In June, he was sentenced to 15 days behind bars for being disobedient to police, charges he described at the time as part of a pressure campaign by the authorities to force him to leave Russia.
Navalny was poisoned with a nerve agent in 2020, an attack several Western officials and Navalny himself openly blamed on the Kremlin. Russia has denied any involvement.
After a five-month stay in Germany recovering from the Novichok poisoning, Navalny last year returned to Moscow, where he was immediately arrested for violating probation terms imposed from a 2014 case. Earlier this year, Navalny was sentenced to nine years in prison on fraud charges he said were politically motivated.
Navalny criticized Yashin’s imprisonment on Friday. “Another shameless and lawless Putin verdict will not silence Ilya and should not intimidate the honest people of Russia,” he said in a statement posted on his social media accounts.

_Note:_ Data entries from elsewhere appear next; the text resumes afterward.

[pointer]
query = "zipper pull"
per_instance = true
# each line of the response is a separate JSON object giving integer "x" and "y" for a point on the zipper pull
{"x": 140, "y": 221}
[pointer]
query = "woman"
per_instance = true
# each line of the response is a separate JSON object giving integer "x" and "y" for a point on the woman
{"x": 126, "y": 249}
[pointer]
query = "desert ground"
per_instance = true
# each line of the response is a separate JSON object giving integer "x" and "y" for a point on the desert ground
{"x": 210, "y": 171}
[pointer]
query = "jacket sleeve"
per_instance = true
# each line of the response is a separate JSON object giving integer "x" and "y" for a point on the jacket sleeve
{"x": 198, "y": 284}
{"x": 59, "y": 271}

“This is another reason why we must fight, and I have no doubt that we will win in the end.”
Navalny said in the statement Yashin was his “first friend” he made in politics and knew him since the age of 18. “Knowing Yashin for so long, I won’t even try to write something like: “Hold on, Ilya.” And so I know that he did everything right and will endure everything,” he said.
Navalny concluded by saying that he is proud of Yashin and that he and Russia will be free.
Russian investigative journalist Andrei Soldatov, who is on Russia’s wanted list and lives in exile in London, told CNN Yashin was “an extremely brave person” who “chose to remain in Russia and to speak against the war.”
He added he believed Yashin was a symbol of Russian resistance against the war.